The useful economist

The useful economist and economic researchThe common characteristic of almost all of this work, excepting a few who preoccupied themselves with logical skirmishes with the neoclassical orthodoxy – e.g., the Cambridge-Cambridge controversies over the theory of capital (Robinson, 1956; Sraffa, 1960; Harcourt, 1972), or in microeconomics (Keen, 2011) – is that the protagonists were concerned, in the first place, with the practical questions of policy facing their governments or the international community of which they were a part. Whether reformist or revolutionary, their economics was (and still is) the elucidation of problems and the means of dealing with them. The purpose of economic reasoning is to inform and buttress political and social choices. It is not merely to create a simulation that kinda-sorta emulates some run of economic data.
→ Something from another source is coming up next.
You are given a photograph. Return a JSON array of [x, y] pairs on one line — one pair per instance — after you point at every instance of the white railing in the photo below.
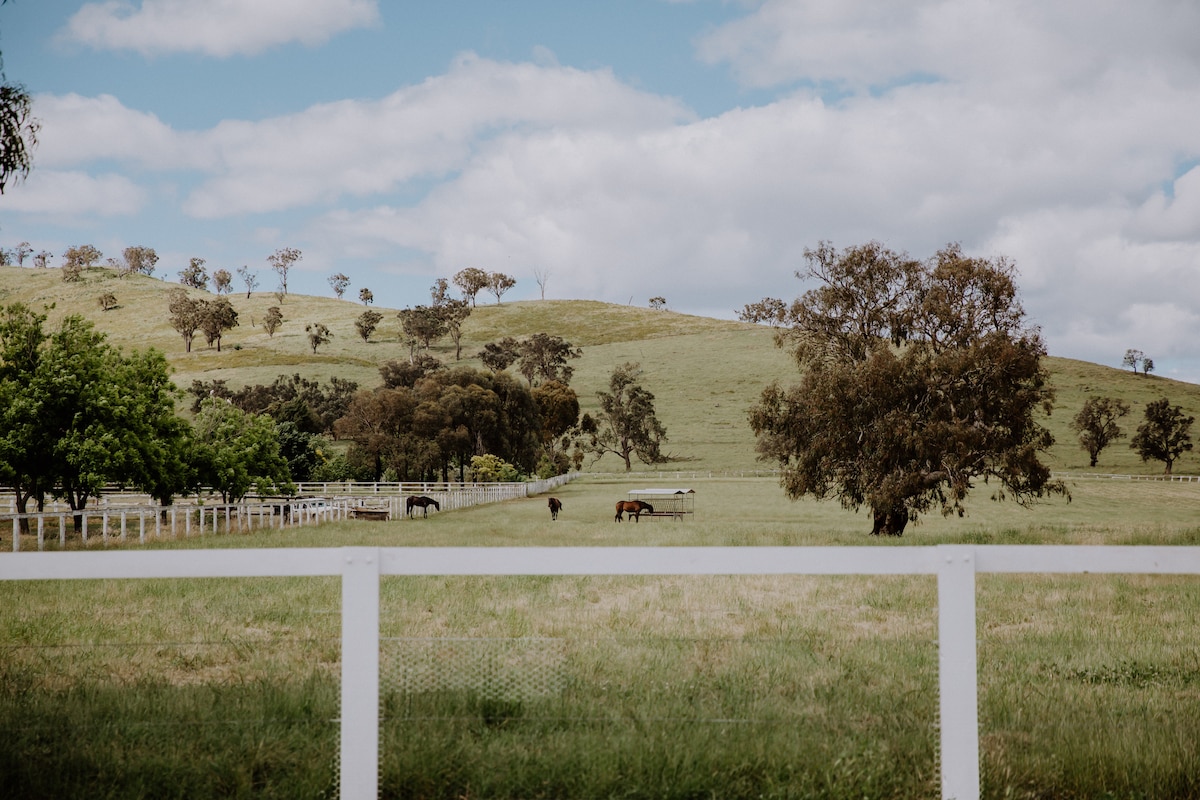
[[174, 521], [955, 566]]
The useful economist is one who engages in the quest for solutions. A truly useful economist does so in an open-minded, informed way, aware of underlying principles but not hypnotized by them, and independent of financial gain and personal ambitions, whether political or for status and celebrity among economists. The behavior of bankers and speculators, the emissions of factories and transport networks, the withdrawal of critical resources from a finite reserve in the crust of the earth, the level and distribution of wages, profits and rents, fair and effective taxation, how to achieve the willing cooperation of free citizens in pursuit of the common good – all these are part of what a useful economist may study. The person who stands outside and aloof from such questions, who purports merely to “model the system” is, for most purposes, an idler, not so much a scientist as a hobbyist.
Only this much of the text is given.